Kasatgas Pangan Polri, Brigjen Pol. Helfi Assegaf, menjelaskan bahwa pemeriksaan dilakukan terhadap empat perusahaan besar yang memproduksi berbagai merek beras populer. Salah satunya adalah Wilmar Group, dengan produk seperti Sania, Sovia, Fortune, dan Siip.
“Pemeriksaan ini merupakan hasil dari pengujian terhadap 10 sampel beras yang diambil dari wilayah Aceh, Lampung, Sulawesi Selatan, Yogyakarta, hingga Jabodetabek,” ungkap Helfi, Senin (14/7).
Perusahaan kedua yang turut diperiksa adalah PT Food Station Tjipinang Jaya, yang memasarkan merek Alfamidi Setra Pulen, Beras Premium Setra Ramos, Beras Pulen Wangi, Food Station, Ramos Premium, Setra Pulen, dan Setra Ramos. Pemeriksaan dilakukan berdasarkan sembilan sampel dari Aceh, Sulawesi Selatan, Kalimantan Selatan, dan Jawa Barat.
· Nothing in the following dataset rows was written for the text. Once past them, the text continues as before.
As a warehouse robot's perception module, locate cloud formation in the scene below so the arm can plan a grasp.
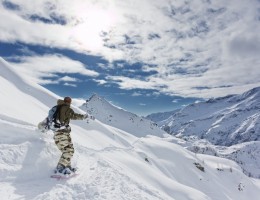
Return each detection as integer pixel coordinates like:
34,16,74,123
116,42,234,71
0,0,260,98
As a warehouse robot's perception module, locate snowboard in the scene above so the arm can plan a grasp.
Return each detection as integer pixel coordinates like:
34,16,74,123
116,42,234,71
50,173,79,180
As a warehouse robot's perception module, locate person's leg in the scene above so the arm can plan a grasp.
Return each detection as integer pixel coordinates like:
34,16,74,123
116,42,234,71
54,132,74,168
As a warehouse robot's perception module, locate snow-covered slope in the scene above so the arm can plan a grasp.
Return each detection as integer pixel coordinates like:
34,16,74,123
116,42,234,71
148,88,260,178
0,57,260,200
80,94,165,137
156,87,260,146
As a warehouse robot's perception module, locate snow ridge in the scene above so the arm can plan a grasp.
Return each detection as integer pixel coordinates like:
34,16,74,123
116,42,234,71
0,57,260,200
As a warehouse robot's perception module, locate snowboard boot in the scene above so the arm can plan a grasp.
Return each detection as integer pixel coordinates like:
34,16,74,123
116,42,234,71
54,164,70,174
66,166,78,173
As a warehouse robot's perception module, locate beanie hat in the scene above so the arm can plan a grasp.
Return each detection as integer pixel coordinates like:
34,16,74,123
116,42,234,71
64,97,71,104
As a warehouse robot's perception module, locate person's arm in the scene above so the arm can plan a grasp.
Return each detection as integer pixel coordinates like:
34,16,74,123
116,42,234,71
70,109,86,120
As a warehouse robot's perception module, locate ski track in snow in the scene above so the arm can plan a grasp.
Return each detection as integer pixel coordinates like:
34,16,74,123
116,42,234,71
0,119,168,200
0,58,260,200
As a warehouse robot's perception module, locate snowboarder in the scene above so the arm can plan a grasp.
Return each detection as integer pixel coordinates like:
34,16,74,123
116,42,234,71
50,97,95,175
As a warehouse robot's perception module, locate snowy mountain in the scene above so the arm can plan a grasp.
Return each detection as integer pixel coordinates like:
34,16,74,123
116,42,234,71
154,87,260,146
148,88,260,178
0,58,260,200
80,94,165,137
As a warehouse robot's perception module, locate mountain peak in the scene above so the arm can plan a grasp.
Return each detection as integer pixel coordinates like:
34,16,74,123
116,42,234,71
81,94,165,137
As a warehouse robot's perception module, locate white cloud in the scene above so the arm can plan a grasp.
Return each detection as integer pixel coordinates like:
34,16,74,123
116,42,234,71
0,0,260,98
59,76,79,82
9,55,98,84
93,79,107,85
63,83,77,87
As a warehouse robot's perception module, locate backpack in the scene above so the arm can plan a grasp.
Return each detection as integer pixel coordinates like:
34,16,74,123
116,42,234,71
47,105,62,129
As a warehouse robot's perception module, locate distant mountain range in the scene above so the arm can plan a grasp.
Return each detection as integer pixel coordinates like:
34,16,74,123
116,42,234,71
147,87,260,146
80,94,165,137
147,87,260,178
80,87,260,178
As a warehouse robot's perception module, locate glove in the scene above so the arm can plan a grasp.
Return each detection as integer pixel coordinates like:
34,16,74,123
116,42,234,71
83,114,95,120
89,115,95,120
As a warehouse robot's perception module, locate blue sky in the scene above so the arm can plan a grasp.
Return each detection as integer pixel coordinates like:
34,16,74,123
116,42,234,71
0,0,260,115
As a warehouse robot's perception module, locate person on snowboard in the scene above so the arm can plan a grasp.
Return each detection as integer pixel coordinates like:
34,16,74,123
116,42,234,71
51,97,95,174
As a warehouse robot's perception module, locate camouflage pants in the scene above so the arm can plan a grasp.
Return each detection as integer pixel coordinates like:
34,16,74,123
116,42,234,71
54,130,74,167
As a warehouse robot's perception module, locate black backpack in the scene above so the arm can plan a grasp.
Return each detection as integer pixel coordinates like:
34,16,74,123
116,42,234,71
47,104,63,128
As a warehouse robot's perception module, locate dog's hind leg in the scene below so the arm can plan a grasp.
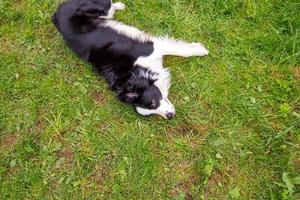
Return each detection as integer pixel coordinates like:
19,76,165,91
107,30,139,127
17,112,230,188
153,38,208,57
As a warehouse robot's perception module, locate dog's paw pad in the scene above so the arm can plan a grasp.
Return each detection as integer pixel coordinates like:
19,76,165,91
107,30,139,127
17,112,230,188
113,2,126,10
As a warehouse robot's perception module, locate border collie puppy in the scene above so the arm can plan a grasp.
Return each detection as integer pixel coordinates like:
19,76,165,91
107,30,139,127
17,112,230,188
52,0,208,119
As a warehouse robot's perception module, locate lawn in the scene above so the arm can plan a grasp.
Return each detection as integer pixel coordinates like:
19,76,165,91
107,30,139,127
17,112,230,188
0,0,300,200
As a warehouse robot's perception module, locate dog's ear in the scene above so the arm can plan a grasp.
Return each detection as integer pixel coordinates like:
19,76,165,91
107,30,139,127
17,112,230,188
75,4,107,18
118,79,149,104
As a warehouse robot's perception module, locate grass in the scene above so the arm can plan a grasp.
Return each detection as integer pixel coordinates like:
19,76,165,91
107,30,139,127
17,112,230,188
0,0,300,200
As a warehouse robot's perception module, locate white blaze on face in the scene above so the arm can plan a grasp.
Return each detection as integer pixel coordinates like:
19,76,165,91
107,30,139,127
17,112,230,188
136,98,175,119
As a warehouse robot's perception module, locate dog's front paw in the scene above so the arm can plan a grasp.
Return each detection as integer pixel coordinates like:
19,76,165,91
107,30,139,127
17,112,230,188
190,43,209,56
113,2,126,10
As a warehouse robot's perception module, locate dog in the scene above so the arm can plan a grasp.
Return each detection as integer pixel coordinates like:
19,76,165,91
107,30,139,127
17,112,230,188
52,0,208,119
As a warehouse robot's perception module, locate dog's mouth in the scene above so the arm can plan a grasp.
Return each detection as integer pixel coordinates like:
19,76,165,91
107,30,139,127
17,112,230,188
135,99,175,120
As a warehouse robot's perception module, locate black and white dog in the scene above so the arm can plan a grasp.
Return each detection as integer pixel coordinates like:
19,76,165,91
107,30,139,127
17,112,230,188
53,0,208,119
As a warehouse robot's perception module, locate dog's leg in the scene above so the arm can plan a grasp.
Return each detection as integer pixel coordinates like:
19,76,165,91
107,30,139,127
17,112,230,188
101,2,126,19
153,38,208,57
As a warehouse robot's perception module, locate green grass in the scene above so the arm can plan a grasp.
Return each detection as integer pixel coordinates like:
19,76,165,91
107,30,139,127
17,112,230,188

Selanjutnya, PT Belitang Panen Raya (BPR) diperiksa atas produk Raja Platinum dan Raja Ultima, setelah tujuh sampel dikumpulkan dari berbagai daerah termasuk Sulawesi Selatan, Jawa Tengah, Kalimantan Selatan, dan Aceh.
Terakhir, Satgas turut memeriksa PT Sentosa Utama Lestari (bagian dari Japfa Group) dengan produk Ayana, berdasarkan tiga sampel dari Yogyakarta dan Jabodetabek.
“Langkah ini bagian dari penegakan hukum untuk memastikan perlindungan terhadap konsumen. Jika ditemukan unsur pidana, maka akan dilanjutkan dengan proses hukum sesuai ketentuan,” tegas Helfi.
Sementara itu, Menteri Pertanian Andi Amran Sulaiman menyatakan bahwa pemeriksaan ini merupakan bagian dari tindak lanjut atas laporan 212 merek beras yang dilaporkan ke Kapolri dan Kejaksaan Agung karena diduga tidak memenuhi standar mutu dari sisi volume, kualitas, dan pelabelan.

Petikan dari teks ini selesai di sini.